Analysis from Israel

With the Israeli-Palestinian “peace process” currently mired in the worst impasse of the last 18 years, one might think Western diplomats would reconsider their approach rather than mindlessly adhering to the same failed tactics. But one would be wrong, as Germany’s response to Israel’s latest announcement of new construction makes clear: Chancellor Angela Merkel’s spokesman said the announcement sent “a devastating message with regard to the current efforts to resume peace negotiations between Israelis and Palestinians” and urged Israel not to issue the tenders.

Merkel evidently didn’t consider what message she sent via that statement, but in fact, it’s a message far more devastating to “efforts to resume negotiations” than the new housing is. What she effectively said is Palestinian Authority President Mahmoud Abbas should be rewarded for steadfastly refusing to negotiate with Israel by being granted the very construction freeze even he demanded only as a quid pro quo for agreeing to negotiate.

But if refusing to talk leads the West to demand more Israeli concessions in an effort to lure him back to the table, then Abbas has no incentive ever to negotiate. After all, in negotiations, both sides usually have to give something. If by refusing to negotiate, he can instead get the world to extract unilateral concessions from Israel, that is obviously his best move.

Perhaps even more disturbing, however, is that all the new construction is planned for existing Jewish neighborhoods of Jerusalem or major Jerusalem-area settlements that virtually every peace plan ever proposed has Israel retaining. By treating Israeli construction in these areas as no less problematic than construction in isolated settlements that everyone agrees would be dismantled under any agreement, Merkel feeds the Palestinian fantasy that it really is possible to turn back the clock, because the world will support Palestinian demands for a full Israeli retreat to the 1949 armistice lines.

This is crucial, because contrary to the accepted wisdom that borders are an “easy” issue to resolve, they have proven a major sticking point in every previous round of talks. The most generous Israeli offer to date, in 2008, had Israel keeping about 7 percent of the West Bank in exchange for land swaps. But Palestinians have repeatedly insisted that Israel keep no more than 2 percent of the territory, even with 1:1 territorial swaps. According to leaked negotiating documents known as the Palestine Papers, for instance, they demanded that Israel cede both the Jerusalem neighborhood of Har Homa and the Jerusalem-area settlement of Ma’aleh Adumim, with populations of about 20,000 and 36,000, respectively.
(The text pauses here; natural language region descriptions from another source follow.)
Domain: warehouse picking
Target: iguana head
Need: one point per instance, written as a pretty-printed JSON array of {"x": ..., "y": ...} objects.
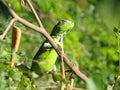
[{"x": 62, "y": 27}]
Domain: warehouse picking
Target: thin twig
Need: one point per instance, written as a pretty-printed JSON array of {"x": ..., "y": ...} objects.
[
  {"x": 43, "y": 32},
  {"x": 34, "y": 12},
  {"x": 62, "y": 72},
  {"x": 8, "y": 28}
]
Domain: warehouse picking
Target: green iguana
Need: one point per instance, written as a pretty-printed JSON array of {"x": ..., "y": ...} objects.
[{"x": 45, "y": 58}]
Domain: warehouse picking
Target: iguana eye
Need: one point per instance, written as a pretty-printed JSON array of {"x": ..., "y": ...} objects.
[{"x": 63, "y": 21}]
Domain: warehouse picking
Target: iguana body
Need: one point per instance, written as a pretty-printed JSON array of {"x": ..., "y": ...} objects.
[{"x": 45, "y": 58}]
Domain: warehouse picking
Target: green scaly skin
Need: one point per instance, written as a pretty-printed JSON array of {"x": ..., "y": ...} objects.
[{"x": 45, "y": 58}]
In short, they insist on throwing tens of thousands of additional Israelis out of their homes, thereby making it much harder for any Israeli leader to sign a deal.

Thus, if Western leaders really wanted to advance the peace process, they should instead be striving to get Abbas to accept that these areas are never going to
be Palestinian. And supporting continued Israeli construction there would be one of the best ways to do so.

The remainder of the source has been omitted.